Labour-led councils across the North East must pay their staff the living wage if they want to tackle issues like child and in-work poverty, union leaders said last night.
Unison and the TUC say local authorities must give their lowest-paid staff the accredited £7.85-an-hour needed for people to afford a decent standard of living in 2014.
None of the region’s councils are yet paying the living wage and it comes a year after the TUC called on civic bosses to lead the way and to consider the “ripple effect” a wage boost would have.
As a result, the North East is missing an opportunity to boost the region’s spending power and to lift its people out of poverty, union leaders say.
It comes as record numbers of people turn to food banks for help and in-work poverty continues to grow.
Neil Foster, Policy and Campaigns Officer for the Northern TUC, said: “There’s no denying the fact that there are more councils paying a living wage in Yorkshire than there are in the North East.
“If we’re to tackle issues like child poverty then that inevitably means addressing poverty pay and lifting low family incomes.
“A living wage isn’t just the right thing to do morally but will boost the spending power of many local people, get money in tills and support local economies. Unions across the region are pressing councils to do what they can to deliver fairer pay in the face of diabolical cuts from the Coalition government.”
Clare Williams, Unison’s regional convener, added: “The reality is that this region has been the hardest-hit by the current Government’s austerity measures and we have faced much harsher spending cuts than other regions.
“The progress we have made is to be welcomed but we want to make more progress towards getting the nationally accredited living wage.
“This region has a very high level of in-work poverty and quite low wages across the patch and one of the highest rates of children living in poverty.
“It would be a very positive step for councils to adopt the living wage.
“It would lift people out of the poverty they are currently living in and make them more financially secure.”
Newcastle City Council said it will pay its staff £7.75-an-hour, up 20p from the current rate of £7.55 while South Tyneside Council said it will pay £7.11 from April 2015.
Both Newcastle and South Tyneside councils have said they are committed to paying the full living wage but say austerity measures are crippling local authorities’ funds.
Deputy Leader of Newcastle City Council, Councillor Joyce McCarty, said: “We are committed to increasing the Newcastle Living Wage to the national rate over the next two years. We believe that a living wage is good for business and good for Newcastle and we are encouraging all employers across the city to guarantee it for their staff.”
Councillor Ed Malcolm, Lead Member for Resources and Innovation at South Tyneside Council, said: “Of course we would have liked to implement the full living wage with immediate effect but given the unprecedented cuts imposed on the authority we have had to take a prudent approach.
“When we have further information on our future funding, we will sit down with our trade union colleagues to consider the affordability of implementing the full Living Wage from 2016 with a view to eliminating low pay across the Council’s workforce.”

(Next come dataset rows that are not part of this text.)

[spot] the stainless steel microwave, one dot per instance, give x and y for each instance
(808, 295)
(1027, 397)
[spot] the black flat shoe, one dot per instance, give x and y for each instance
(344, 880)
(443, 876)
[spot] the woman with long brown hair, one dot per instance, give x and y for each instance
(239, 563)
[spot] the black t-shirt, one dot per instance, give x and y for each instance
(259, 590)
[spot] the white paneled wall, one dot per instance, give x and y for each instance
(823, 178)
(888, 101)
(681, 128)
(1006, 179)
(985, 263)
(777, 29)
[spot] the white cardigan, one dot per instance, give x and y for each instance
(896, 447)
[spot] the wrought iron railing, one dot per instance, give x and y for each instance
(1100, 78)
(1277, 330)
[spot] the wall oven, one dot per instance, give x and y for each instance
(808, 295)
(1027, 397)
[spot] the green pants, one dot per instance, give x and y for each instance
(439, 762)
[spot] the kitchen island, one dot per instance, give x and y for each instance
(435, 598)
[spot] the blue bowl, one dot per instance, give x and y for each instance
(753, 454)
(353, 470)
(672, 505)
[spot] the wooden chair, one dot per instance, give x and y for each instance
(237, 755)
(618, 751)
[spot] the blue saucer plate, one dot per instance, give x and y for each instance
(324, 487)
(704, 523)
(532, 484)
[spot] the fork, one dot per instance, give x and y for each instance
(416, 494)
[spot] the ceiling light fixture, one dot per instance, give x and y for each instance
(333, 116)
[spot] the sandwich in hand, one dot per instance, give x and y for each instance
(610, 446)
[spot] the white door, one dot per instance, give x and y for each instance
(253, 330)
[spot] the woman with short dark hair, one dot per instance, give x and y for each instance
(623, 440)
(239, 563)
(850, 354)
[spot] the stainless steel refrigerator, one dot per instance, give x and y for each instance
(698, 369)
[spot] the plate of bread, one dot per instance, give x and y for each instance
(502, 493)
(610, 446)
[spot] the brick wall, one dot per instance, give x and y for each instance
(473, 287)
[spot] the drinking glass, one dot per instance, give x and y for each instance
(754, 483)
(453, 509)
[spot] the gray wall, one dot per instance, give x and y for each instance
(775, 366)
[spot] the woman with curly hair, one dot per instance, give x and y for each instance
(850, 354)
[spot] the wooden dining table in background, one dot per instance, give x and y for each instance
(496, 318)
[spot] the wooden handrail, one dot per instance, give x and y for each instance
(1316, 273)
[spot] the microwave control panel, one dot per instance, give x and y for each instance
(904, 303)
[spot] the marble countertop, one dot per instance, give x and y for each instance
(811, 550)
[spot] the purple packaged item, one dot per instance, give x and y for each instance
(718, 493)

Gateshead pays its lowest paid staff £6.90-an-hour while councils in Durham, North Tyneside and Northumberland have said they are working towards introducing a living wage.
Grant Davey, Leader of Northumberland County Council, said: “As a council we have aspirations to adopt the living wage by the middle of next year but there is still more work to be done to be able to achieve this. We also need to take account of the authority’s budget as we must continue to protect vital services which are being threatened by government cuts.”